Lots of battles also proceed in waves. Unlike the first two games, where one battle sometimes followed another, and you had to use the same characters both times -- and they'd start the second battle in whatever shape they ended the first -- in The Banner Saga 3 there are waved battles, where a timer starts at the beginning of each wave. If you defeat the enemies in that wave quickly enough, then you're allowed to flee or call in reinforcements. Reinforcements can be any characters in your arsenal, and you can use them to replace characters who got knocked out, or who used up all of their Willpower, or who you just don't want to use in the next wave. Reinforcements make waved battles easier than the continuation battles from before, but they're also fairer, and they reward you for having numerous characters ready to fight.

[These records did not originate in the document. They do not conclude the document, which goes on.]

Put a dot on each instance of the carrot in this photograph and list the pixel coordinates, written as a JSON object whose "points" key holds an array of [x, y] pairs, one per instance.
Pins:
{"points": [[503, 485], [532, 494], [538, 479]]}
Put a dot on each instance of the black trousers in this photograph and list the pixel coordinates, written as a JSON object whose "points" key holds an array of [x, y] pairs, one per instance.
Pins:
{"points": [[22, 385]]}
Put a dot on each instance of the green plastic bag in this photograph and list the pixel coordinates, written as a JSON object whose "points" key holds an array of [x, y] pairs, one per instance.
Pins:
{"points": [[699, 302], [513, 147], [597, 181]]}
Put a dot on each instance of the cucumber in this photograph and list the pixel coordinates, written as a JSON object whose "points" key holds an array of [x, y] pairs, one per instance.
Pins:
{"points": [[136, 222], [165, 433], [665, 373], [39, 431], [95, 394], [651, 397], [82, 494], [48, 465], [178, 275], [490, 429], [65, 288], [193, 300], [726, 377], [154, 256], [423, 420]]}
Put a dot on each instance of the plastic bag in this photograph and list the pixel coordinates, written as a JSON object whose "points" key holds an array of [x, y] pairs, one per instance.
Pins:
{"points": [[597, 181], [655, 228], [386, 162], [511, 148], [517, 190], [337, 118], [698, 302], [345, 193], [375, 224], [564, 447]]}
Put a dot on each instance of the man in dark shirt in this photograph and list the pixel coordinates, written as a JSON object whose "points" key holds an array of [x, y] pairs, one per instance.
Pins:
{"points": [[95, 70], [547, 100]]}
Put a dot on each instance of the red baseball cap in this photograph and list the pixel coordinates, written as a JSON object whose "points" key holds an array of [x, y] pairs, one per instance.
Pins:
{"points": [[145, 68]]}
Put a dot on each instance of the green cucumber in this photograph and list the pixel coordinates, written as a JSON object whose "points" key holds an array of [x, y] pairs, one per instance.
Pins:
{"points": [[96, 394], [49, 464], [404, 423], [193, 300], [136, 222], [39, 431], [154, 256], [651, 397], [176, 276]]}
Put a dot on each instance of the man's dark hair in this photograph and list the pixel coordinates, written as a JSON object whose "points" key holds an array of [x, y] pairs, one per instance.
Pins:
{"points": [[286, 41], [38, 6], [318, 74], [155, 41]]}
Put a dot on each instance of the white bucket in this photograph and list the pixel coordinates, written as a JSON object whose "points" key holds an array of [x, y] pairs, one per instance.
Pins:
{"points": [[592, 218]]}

Sort of strangely though, while The Banner Saga 2 introduced Survival Mode (a combat-only mode where you have to survive 40 consecutive battles) and trainer challenges (where you have to use combat abilities in a certain way with specific characters), neither of these additions made it into the base version of The Banner Saga 3. However, Stoic Studio plans to add replacements in the future, and apparently for free. It's just a surprise that Survival Mode didn't make it in right away given that they already had a template to work from. But in any case, future versions of The Banner Saga 3 will give you more options for fighting enemies and putting your battle prowess to the test.
Finally, we come to the story events. These include things like having conversations with your party members, dealing with obstacles that turn up in your path, and rescuing people who are in need of help -- or not, and leaving them to their fate. The outcomes of these events are completely arbitrary, which can be frustrating at times, but it's probably a good thing since it means that no one way of playing will see you through the game unscathed. For example, you might want to play as a good guy and help as many people as possible, but while this can earn you some nice rewards sometimes, at other times it leads to needless battles or allows thieves easy access to your supplies.
As an example of a story event, at one point one of your groups of characters discovers a dredge being harassed by some humans. Dredge were your primary enemy during the first two games, so do you help the humans kill the dredge and accept their reward, or do you come to the aid of the dredge and hope that your clan will be able to work with it -- and that it won't end up sabotaging you in some way? Most answers aren't obvious, so you have to play the game a couple of times to work out the "right" ways to respond.
As for the story itself, I was a little disappointed. Just about everything that happens in the campaign was heavily telegraphed in The Banner Saga 2, and without any surprises or unexpected detours, I found the trip to the ending to be a little bit boring. Luckily, the characters are well-written, and they're properly motivated, so you don't get anybody being a bad guy (or a good guy) just because the game needs somebody in that role. Characters act in a way that makes sense given their situation, and you might find that you have a rooting interest in who survives or dies.
Overall, The Banner Saga 3 -- and the trilogy as a whole -- gives a nice playing experience. The storyline is a little bleak, as the world is in a bad place and there aren't any easy answers for survival, but the game offers an intriguing blend of role-playing elements and turn-based combat, and its 15-hour campaign can be played multiple times to see everything and try out different combat parties and strategies. So if you enjoy story-driven games and turn-based strategy, The Banner Saga 3 is definitely a title you should consider.